Lived in the US so long I still don't understand imperial system and I'm forgetting metric. .

Ist wahrscheinlich kg . Hier ist das Lenkrad das Ich benutze.
https://www.amazon.com/dp/B0BZW76V4X


Edit: I honestly don't even know where I got that number from. It's 1.22 kg
Haha ja, das sind wohl kg.
1.22 kg ist recht leicht, wie du schon meintest. Die Trägheit sollte also halbwegs ok sein im Vergleich zu deutlich schwereren Lenkrädern.
Edit 2: I need to go read forum rules. Not sure if non-English is allowed.

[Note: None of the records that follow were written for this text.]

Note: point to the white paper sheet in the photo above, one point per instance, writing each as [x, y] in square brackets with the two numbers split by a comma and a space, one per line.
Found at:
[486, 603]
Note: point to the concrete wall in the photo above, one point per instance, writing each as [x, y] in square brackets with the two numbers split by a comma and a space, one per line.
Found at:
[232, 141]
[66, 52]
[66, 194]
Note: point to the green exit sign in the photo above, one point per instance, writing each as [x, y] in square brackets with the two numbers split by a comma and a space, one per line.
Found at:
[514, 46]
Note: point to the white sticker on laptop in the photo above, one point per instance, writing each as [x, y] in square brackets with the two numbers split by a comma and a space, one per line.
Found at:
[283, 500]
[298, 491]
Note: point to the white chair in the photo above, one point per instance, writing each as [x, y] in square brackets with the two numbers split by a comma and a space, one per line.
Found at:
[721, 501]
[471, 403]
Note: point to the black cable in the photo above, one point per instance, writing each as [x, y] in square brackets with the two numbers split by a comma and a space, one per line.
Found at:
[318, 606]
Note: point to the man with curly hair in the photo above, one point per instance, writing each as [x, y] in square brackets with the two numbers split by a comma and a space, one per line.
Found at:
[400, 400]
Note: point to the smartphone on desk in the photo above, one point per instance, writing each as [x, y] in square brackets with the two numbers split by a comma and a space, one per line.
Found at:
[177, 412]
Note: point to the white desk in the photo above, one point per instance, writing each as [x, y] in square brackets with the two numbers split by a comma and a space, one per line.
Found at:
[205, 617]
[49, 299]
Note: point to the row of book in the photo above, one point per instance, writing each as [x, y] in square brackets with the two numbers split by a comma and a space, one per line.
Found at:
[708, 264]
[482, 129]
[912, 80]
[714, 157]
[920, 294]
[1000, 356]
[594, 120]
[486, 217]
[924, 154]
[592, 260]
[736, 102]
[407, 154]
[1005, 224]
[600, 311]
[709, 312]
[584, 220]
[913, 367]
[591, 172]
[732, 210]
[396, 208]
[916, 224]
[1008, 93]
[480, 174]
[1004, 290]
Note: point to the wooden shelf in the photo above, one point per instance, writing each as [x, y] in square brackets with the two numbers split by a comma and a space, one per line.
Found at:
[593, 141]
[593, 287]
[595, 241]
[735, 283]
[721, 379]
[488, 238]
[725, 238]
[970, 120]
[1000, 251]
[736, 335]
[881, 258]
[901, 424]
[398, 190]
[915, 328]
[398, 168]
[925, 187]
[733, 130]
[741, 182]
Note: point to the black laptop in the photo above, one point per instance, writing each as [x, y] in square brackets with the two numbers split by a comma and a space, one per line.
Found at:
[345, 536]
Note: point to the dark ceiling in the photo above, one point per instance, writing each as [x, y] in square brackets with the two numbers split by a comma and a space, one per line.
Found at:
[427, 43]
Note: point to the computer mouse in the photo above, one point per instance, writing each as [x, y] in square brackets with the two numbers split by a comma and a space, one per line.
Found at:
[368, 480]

Above: "Probably is kg. Here's the steering wheel I use."
Some German fun every here and there isn't an issue, as long as it's not the important bits for the others, who read the forums.
So real questions about the LUTs etc should be in English.
Aber mal so'n paar Sätze sind kein Problem.
Und wenn doch, kriegst du einfach über die Report Funktion ne nette Benachrichtigung :)
 
Heyyyyyyyyyy i cant believe how good of a person you are to read these replies for 6 years straight :O Anyways i was using ur old fbb setup like one year back and u really helped me, im wondering do u still use that fbb clip app u mentioned in the old doccumentation linked in the information part of this post :) thank you again
 
Heyyyyyyyyyy i cant believe how good of a person you are to read these replies for 6 years straight :O Anyways i was using ur old fbb setup like one year back and u really helped me, im wondering do u still use that fbb clip app u mentioned in the old doccumentation linked in the information part of this post :) thank you again
Creator said not to use FFBClip anymore
 
Heyyyyyyyyyy i cant believe how good of a person you are to read these replies for 6 years straight :O Anyways i was using ur old fbb setup like one year back and u really helped me, im wondering do u still use that fbb clip app u mentioned in the old doccumentation linked in the information part of this post :) thank you again
Creator said not to use FFBClip anymore
To be honest, I never recommended to use FFBClip. But everyone and his dog was using it and I got asked about it a lot. So it was quite nice, that my LUT with 50% gain worked well with FFBClip at default settings.

But no, don't use it. Use my new LUTs (RealNew80, 90, 100), set the gain to the number in the LUT's name and then go on track.
If there's a deadzone, increase the ffb for that car while on track by using numpad-plus or the ffb app from AC.
Or if you feel a "notch" in the center, reduce the ffb for that car.